While summer floods are not an unusual occurrence in China due to seasonal rains, this year’s downpours are particularly bad. Flooding has hit 27 out of the 31 provincial regions in mainland China, with the average precipitation in the Yangtze River basin reaching the highest level recorded since 1961

Chen Tao, the chief weather forecaster at the National Meteorological Center, was quoted as saying, “Compared with before, this year’s rainfall was more intense and repeatedly poured down on the same region, which brought significant pressure on flood control.”

443 rivers throughout the country have been flooded, with 33 of them rising to the highest levels ever recorded, the Ministry of Water Resources said. The majority of these rivers are in the basin of the Yangtze River, which flows from west to east through densely populated provinces of central China. The river is the most important waterway in the country, irrigating large areas of farmland and linking inland industrial metropolises with Shanghai.

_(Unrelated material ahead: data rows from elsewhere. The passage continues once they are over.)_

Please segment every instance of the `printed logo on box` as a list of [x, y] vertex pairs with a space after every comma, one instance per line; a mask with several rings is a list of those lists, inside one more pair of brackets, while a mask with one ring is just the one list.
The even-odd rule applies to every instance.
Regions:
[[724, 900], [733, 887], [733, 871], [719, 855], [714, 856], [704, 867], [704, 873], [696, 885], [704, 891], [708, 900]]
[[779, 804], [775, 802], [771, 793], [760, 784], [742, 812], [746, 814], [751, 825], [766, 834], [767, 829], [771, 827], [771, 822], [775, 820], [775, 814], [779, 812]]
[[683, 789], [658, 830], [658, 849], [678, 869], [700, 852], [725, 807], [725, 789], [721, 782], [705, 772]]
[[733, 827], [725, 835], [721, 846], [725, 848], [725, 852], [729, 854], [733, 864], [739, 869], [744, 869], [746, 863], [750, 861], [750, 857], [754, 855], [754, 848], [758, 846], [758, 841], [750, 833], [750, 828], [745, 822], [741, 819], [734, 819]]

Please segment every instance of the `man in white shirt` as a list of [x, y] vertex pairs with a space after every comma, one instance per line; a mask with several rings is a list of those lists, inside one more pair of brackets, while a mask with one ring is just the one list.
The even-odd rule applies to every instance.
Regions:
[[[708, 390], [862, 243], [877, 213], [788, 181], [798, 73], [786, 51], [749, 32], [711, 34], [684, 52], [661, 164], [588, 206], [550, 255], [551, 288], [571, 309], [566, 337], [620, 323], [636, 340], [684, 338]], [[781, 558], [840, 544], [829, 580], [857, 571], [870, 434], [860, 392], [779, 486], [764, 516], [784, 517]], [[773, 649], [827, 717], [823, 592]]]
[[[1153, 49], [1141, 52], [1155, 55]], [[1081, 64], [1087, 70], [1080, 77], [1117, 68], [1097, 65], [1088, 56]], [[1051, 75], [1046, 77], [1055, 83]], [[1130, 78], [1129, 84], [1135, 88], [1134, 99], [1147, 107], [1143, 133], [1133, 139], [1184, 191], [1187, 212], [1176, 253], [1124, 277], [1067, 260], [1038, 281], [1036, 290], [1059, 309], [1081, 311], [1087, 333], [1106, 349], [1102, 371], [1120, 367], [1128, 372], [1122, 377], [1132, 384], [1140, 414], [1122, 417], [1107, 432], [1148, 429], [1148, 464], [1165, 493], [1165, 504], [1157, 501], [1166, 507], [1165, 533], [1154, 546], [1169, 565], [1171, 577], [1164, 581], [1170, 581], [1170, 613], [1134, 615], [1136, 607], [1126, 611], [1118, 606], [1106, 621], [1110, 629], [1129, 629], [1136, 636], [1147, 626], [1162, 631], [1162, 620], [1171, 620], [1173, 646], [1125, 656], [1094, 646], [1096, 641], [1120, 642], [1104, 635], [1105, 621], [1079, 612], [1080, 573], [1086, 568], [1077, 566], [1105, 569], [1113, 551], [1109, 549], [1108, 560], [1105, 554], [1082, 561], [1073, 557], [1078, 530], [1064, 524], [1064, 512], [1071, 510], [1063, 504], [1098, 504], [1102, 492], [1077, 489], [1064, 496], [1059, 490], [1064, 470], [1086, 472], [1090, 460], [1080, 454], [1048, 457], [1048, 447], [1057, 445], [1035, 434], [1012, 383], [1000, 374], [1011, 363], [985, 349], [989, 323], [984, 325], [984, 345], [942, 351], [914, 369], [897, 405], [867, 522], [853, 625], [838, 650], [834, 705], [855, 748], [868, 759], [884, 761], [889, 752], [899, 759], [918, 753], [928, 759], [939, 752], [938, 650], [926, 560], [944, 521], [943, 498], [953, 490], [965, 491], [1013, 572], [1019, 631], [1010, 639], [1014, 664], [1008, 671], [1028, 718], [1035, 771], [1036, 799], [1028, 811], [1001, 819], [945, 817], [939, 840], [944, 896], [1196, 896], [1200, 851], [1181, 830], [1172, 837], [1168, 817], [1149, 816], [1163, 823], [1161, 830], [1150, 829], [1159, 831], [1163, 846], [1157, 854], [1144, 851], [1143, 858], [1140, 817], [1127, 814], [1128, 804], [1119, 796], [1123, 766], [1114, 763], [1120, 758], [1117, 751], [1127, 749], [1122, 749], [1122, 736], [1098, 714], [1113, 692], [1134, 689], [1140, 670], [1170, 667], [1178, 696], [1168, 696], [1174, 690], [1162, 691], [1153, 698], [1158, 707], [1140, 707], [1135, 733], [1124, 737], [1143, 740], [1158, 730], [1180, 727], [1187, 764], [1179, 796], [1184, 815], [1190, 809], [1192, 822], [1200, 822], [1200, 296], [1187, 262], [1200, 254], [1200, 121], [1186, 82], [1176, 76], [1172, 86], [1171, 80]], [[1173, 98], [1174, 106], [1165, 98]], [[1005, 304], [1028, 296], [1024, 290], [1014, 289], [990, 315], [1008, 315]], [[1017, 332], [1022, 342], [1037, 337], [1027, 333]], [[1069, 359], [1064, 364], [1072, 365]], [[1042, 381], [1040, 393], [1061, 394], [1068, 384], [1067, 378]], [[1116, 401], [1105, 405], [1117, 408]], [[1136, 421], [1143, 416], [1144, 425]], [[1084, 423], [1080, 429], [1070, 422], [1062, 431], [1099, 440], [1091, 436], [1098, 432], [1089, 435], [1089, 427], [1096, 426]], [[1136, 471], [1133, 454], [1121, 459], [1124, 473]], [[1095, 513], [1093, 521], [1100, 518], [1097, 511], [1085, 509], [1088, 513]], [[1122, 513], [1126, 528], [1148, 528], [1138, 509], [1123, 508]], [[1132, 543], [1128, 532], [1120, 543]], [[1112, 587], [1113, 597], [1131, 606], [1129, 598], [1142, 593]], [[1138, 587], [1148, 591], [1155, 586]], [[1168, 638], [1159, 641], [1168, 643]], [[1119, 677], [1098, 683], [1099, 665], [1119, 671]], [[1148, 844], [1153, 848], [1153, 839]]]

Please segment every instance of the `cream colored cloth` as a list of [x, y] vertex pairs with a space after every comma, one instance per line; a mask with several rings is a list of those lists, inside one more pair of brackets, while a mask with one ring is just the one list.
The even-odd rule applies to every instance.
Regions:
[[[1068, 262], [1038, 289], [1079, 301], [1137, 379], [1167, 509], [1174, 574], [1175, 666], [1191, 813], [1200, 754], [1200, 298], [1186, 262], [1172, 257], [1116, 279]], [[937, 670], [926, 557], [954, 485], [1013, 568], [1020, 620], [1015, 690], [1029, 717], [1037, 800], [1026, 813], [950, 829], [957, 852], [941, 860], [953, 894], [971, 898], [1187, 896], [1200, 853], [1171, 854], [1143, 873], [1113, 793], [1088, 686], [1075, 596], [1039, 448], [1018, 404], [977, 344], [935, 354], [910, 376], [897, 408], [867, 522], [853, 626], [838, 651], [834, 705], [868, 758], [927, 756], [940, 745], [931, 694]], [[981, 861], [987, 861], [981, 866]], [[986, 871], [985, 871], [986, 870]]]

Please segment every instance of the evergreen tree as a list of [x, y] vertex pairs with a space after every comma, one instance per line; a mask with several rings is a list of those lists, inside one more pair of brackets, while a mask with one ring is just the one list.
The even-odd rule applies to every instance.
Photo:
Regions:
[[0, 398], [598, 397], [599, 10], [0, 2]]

Ye Jianchun, vice minister of water resources, told a briefing on Monday, “Going into the key flood-prevention period of late July to early August, the current trends remain grim on the Yangtze and the Lake Tai basins.” He added that the belts of heavy rain that have lashed central China would eventually head north.

China’s weather bureau said that although some regions in the southwest would see a temporary respite from the heavy rain, central and eastern China would continue to bear the brunt of the storms. On July 14, the China Meteorological Administration issued a blue alert for heavy rain until Saturday in provinces in the country including Sichuan, Hubei, Anhui, Jiangsu and Zhejiang. 

In the meantime, residents along the Yangtze River and in the Poyang Lake region continue to implement their own series of defence measures, securing riverbanks and fortifying dykes with sandbags to prevent entire villages being submerged.